Título: Pobreza no campo, desafio esquecido?
Autor: Garcia, Marcelo
Fonte: Correio Braziliense, 13/07/2009, Opinião, p. 13

Assistente social e presidente do Colegiado Nacional de Gestores Municipais de Assistência Social.

Como agir em relação à pobreza no campo? Esse debate estaria esquecido? A pobreza no campo é mais ácida do que a pobreza urbana, uma vez que as referências de serviços e programas são escassas e as informações oficiais são precárias ou inexistentes. Pobres e miseráveis do campo, lastimavelmente, estão marginalizados. Não foram incluídos na agenda nacional.

Quando se fala no meio rural, só o que se discute é a questão ambiental. Concordo que o assunto é de suma importância, mas penso que a mudança da nossa realidade social deveria, igualmente, ser compromisso de todos nós, incluindo os ecologistas de profissão e de carteirinha. É a partir dessa mudança que vamos construir alterações relevantes, inclusive na questão ambiental.

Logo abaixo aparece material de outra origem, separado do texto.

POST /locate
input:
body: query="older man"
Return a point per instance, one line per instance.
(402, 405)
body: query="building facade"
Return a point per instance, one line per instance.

Atento ao debate sobre o meio ambiente, acredito que esse problema não deveria ser avaliado de forma isolada, como se estivesse divorciado das demais questões do país. A manutenção do divórcio é ruim, sobretudo para quem mais precisa da agenda de mudanças, ou seja, os pobres que vivem no campo e nas cidades.

Estamos em um país onde 23 milhões de pessoas vivem com fome, segundo dados da Organização das Nações Unidas, mas, infelizmente, tem ecologista que, a pretexto de defender o verde, está advogando a diminuição da produção de alimentos. Não podemos fazer esse tipo de campanha quando seria mais correto preservar a produção atual e, se possível, aumentar a oferta de arroz, feijão, carne e leite etc..

A exclusão social no meio rural é relativamente desconhecida e pouco estudada por ser mais difusa e menos visível que nos centros urbanos. Os problemas, no entanto, são graves e urgentes. No campo somos confrontados por uma realidade dura, onde persiste a evolução negativa da oferta de serviços sociais adequados. Ao isolamento das pessoas soma-se ainda a ausência de locais de encontro e de vida social, a escassez de habitação, entre inúmeras outras carências.

Temos de ter razão e sensibilidade para mudar a realidade. Devemos fazer o que estiver ao nosso alcance ao menos para dar fim à fome e à falta de serviços sociais. Em um cenário de pobreza e de indigência sabemos que todos sofrem demais, mas que são especialmente vulneráveis as crianças, os mais velhos e os doentes. Precisamos dos programas sociais do governo e de um esforço suplementar de solidariedade de todos para amenizar o sofrimento dos que dependem do Estado e do dinheiro dos impostos que todos nós pagamos.

O ponto de partida tem de ser: vamos alimentar quem passa fome. Precisamos de objetivos, funções definidas dos órgãos públicos, responsabilidades, prazos e metas. Na minha avaliação, é urgente que assim seja. O trabalho das nossas instituições é essencial; precisamos das famílias; precisamos do voluntariado e precisamos, sobretudo, da responsabilidade social de cada um de nós.

Para amenizar e reduzir a fome seria importante, além de aumentar e baratear o preço dos alimentos, realizar o debate nacional sobre a questão da pobreza com o mesmo ânimo e a mesma empolgação que usamos para defender o meio ambiente. Precisamos de militantes antipobreza que tenham a mesma ousadia, a criatividade e a coragem dos defensores do meio ambiente.

Temos de defender os pobres e o fim da sua contingência desfavorável de vida, com a mesma força que defendemos matas, rios e florestas. E a leitura da realidade do campo é mais que necessária. Podemos diminuir a jornada de trabalho no campo? Podemos reduzir a produção de alimentos? Acredito que o Brasil precisa de uma agenda ambiental, mas acho que passou da hora, e faz tempo que passou, de termos uma agenda social que inclua o compromisso de superar a pobreza tanto no campo quanto na cidade.

Uma política social digna desse nome ¿ até por imperativo constitucional ¿ deve incluir todas as áreas do país, ou seja, atender os pobres onde eles estiverem. Para isso, é preciso articulação persistente e ágil, especialmente na saúde e na educação, cujas batalhas nunca serão ganhas sem a participação plena do Estado em todos os graus de ensino e de aprendizagem.

Até quando vamos seguir usando venda nos olhos para permanecer nessa cegueira em relação à pobreza na área rural? Qual é nossa maior urgência? Eu fico com os pobres. Não acredito em agenda verde que não se preocupe com as pessoas. Minha crença e meu trabalho se dirigem primeiro às pessoas. O mundo não seria mundo sem elas.